After completing user research and compiling feedback, I began refining the app's screens, interactions, and visual language. The insights highlighted areas where users felt frustrated, confused, or slowed down while tracking their health and habits. With this feedback in mind, I iterated on layouts, updated imagery, finalized color palettes, and adjusted copy to make the experience as clear and motivating as possible.

Key Iterations

Adobe XD High Fidelity

Three areas drove the most significant refinements. First, repeated input frustrations — users noted that entering meals, workouts, and metrics across multiple apps was time consuming, so I consolidated key flows and created defaults and shortcuts for frequent entries. Second, navigation clarity — feedback revealed users struggled to locate settings, progress dashboards, and nutrition data, so I reorganized the toolbar and screen layouts to separate core functions and make key actions easily accessible. Third, diverse user preferences — users needed support for intermittent fasting, keto, carb management, and more, so I added flexible options, clear labels, and customizable alerts to accommodate a wide range of goals.

 
 

A unified health tracking experience built around how people actually live.

The final high fidelity screens brought together everything learned through research, wireframing, and iteration — a visual system that felt warm and motivating, navigation that kept core actions within reach, and flexible tracking that adapted to each user's goals rather than forcing them into a rigid structure.

App in Context

High Fidelity Adobe XD

The final mockup shows the app in a real device context — bringing the visual system to life and demonstrating how the interface feels in hand.

Health app mockup on mobile device

Screen Flow

4 Screens

The screen flow shows the core user journey through the app — from the dashboard overview through nutrition tracking, workout logging, and progress visualization.

Health app screen 1
Health app screen 2
Health app screen 3
Health app screen 4

Screen Details

Visual System

Individual screen details highlight the visual design system — typography, color, iconography, and layout working together to create an experience that feels clear, motivating, and distinctly human.

Health app single screen 1
Health app single screen 2
Health app single screen 3
View the Full Prototype →

What this project delivered.

8 Weeks from research to prototype

A full UX/UI process completed in 8 weeks — from initial research and personas through wireframes, iterations, and a clickable high fidelity prototype.

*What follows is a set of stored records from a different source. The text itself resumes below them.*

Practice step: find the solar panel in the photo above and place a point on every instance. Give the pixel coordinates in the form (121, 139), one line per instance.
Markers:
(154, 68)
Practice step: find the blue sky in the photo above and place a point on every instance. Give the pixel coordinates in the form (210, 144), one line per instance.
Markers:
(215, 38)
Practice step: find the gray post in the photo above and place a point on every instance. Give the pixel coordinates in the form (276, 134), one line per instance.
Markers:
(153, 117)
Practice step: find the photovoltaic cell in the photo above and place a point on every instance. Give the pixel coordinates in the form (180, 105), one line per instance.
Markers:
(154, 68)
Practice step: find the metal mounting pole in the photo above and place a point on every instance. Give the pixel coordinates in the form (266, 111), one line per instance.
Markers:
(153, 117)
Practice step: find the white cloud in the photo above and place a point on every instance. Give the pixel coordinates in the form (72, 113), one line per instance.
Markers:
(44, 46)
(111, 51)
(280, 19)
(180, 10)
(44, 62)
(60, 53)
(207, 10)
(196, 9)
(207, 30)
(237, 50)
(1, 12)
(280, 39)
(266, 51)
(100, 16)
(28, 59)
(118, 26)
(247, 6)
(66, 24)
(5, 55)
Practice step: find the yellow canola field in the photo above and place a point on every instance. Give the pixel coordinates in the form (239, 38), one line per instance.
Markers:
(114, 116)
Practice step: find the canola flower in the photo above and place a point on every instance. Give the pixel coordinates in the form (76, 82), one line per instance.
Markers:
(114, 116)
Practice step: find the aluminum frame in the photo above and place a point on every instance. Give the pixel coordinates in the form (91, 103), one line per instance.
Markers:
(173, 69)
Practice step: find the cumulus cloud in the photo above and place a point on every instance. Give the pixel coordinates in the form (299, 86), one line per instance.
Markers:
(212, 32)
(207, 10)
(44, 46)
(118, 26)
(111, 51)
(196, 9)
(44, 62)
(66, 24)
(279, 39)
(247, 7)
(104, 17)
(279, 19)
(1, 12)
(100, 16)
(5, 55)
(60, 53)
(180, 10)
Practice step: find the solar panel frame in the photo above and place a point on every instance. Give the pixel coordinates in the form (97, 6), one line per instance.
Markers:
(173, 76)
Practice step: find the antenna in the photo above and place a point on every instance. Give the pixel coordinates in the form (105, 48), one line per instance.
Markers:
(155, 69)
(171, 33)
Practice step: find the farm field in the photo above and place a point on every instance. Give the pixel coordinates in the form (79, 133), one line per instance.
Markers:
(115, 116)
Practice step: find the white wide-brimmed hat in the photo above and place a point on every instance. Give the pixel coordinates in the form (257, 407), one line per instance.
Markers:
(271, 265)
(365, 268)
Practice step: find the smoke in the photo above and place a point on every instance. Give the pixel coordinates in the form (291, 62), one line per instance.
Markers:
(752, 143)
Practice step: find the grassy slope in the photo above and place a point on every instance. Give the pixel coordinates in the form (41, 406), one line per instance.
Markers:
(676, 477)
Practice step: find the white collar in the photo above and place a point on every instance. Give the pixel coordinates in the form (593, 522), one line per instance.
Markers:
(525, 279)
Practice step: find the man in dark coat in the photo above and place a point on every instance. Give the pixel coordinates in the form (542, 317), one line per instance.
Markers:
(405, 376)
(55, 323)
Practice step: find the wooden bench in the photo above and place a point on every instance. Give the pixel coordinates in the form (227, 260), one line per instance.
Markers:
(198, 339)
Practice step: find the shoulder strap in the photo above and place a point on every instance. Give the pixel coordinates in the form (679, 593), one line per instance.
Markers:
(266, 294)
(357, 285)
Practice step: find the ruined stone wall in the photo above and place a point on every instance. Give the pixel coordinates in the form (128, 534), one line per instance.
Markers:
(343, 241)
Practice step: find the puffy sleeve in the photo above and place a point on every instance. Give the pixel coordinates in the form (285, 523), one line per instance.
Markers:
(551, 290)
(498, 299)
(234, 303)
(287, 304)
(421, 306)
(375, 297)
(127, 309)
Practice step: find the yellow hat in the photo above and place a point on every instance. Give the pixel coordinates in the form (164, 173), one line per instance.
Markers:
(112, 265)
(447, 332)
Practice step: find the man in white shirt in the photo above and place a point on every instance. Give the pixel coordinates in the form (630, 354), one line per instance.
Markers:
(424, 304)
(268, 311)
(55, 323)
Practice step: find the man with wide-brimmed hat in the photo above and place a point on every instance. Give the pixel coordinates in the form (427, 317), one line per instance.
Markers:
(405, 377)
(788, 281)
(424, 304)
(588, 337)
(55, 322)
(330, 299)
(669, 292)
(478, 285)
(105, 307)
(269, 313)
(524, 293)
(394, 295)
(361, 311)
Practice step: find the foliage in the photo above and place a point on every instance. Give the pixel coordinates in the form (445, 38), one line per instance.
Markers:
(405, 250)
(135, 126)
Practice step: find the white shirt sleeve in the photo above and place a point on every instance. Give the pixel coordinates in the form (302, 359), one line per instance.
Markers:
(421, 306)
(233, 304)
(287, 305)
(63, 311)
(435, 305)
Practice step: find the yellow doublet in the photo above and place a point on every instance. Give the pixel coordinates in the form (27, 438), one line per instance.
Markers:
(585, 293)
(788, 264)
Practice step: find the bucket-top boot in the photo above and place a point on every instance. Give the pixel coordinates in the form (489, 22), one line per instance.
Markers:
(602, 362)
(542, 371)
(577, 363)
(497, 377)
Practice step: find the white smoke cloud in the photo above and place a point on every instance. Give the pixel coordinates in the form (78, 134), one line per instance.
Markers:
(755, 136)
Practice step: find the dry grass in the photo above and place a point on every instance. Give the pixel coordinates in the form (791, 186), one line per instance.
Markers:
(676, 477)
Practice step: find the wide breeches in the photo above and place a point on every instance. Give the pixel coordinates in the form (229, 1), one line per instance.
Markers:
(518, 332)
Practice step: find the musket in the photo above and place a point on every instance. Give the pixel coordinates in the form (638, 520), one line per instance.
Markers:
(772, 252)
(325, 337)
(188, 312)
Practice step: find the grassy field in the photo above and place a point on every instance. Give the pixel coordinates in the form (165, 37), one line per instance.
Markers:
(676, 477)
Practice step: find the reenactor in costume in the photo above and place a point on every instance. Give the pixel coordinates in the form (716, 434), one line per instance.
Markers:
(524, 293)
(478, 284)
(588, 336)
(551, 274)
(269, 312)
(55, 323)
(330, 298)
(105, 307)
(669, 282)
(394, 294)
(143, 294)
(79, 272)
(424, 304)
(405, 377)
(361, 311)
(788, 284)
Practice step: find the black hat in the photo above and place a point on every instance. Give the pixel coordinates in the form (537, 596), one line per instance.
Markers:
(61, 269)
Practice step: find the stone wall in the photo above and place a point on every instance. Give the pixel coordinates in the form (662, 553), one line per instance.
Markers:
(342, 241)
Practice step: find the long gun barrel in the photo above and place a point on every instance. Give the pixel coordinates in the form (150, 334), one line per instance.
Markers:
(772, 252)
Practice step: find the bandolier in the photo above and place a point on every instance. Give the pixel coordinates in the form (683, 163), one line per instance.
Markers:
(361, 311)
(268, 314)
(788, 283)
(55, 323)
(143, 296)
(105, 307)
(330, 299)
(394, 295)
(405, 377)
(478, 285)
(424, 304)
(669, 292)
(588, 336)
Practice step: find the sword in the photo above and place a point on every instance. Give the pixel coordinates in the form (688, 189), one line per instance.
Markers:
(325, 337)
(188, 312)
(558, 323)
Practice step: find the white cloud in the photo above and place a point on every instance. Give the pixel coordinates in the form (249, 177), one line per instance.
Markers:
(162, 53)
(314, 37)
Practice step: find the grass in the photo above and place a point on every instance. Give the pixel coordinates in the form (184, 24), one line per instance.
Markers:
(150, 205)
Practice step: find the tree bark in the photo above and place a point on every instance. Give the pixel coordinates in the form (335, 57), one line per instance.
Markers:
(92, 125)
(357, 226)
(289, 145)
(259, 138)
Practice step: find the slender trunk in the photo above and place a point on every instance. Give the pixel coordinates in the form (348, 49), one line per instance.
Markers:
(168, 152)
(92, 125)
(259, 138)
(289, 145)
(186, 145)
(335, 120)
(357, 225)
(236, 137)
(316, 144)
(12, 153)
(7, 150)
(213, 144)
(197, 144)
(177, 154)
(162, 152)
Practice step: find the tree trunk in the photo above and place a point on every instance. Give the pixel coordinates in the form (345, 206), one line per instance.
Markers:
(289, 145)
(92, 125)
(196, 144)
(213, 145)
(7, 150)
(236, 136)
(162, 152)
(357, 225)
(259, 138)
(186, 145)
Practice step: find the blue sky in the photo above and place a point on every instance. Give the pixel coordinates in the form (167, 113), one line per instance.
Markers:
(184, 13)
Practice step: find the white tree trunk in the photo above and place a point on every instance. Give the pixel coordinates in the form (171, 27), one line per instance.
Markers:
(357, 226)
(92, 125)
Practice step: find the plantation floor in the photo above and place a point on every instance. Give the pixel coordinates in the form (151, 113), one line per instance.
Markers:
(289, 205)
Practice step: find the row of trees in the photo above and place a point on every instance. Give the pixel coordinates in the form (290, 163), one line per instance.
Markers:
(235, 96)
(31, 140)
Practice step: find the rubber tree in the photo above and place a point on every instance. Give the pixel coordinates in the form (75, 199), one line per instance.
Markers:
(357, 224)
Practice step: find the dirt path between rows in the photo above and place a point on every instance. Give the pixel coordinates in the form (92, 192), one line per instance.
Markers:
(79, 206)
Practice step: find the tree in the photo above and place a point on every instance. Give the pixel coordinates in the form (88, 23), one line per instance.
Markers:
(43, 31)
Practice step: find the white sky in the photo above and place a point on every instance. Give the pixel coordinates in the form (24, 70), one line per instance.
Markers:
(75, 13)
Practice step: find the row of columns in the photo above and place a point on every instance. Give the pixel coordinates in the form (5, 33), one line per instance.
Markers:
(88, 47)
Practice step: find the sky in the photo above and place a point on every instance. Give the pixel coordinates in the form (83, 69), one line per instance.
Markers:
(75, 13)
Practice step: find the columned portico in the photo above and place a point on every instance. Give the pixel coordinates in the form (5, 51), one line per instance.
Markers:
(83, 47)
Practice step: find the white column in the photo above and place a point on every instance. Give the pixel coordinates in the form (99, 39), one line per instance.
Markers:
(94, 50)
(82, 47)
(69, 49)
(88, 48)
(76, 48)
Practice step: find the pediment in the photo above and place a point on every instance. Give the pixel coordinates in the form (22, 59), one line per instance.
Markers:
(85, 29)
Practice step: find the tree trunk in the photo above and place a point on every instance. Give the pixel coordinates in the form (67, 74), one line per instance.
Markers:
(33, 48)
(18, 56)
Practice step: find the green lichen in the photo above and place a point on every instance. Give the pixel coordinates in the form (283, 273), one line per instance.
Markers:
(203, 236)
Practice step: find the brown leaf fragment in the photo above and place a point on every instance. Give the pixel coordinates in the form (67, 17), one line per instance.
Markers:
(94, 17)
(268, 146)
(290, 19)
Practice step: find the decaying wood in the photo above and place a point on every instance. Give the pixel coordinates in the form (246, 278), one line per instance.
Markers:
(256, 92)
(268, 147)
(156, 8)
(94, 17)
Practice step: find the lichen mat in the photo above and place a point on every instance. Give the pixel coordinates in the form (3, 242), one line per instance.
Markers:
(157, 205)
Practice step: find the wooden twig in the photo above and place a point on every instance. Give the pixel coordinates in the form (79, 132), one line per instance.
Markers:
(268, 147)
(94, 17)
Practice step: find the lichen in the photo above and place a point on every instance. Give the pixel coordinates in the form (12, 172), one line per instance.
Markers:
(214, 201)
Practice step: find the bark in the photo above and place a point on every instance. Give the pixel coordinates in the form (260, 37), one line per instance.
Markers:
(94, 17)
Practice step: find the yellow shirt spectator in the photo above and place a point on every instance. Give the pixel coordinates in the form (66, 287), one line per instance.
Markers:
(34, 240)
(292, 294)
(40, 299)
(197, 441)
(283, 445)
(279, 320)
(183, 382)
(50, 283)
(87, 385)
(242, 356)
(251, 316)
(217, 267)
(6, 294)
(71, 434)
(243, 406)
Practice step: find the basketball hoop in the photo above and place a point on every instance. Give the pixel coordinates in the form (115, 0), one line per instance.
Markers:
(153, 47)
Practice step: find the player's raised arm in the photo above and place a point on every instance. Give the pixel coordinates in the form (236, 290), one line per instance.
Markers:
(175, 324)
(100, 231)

7 Deliverable types produced

User flows, personas, storyboards, wireframes, high fidelity screens, a visual design system, and a clickable Adobe XD prototype.

1 Unified experience

A single app concept that consolidated nutrition tracking, workout logging, and health metrics — reducing the fragmentation and friction of managing multiple tools.

What this project taught me.

This project was an early exploration of what a full UX/UI process could look like from research through prototype — and it taught me a lot about the value of starting with real frustrations rather than assumed solutions. The competitive analysis was particularly eye-opening: the gaps in existing health apps weren't mysterious, they were just consistently ignored. Users wanted flexibility, consolidation, and encouragement — and most apps gave them data entry forms instead. Designing around those needs rather than around features made every decision feel more grounded and purposeful. If I returned to this project today, I'd push the personalization further and invest more time in usability testing to validate the flows before finalizing the visual design.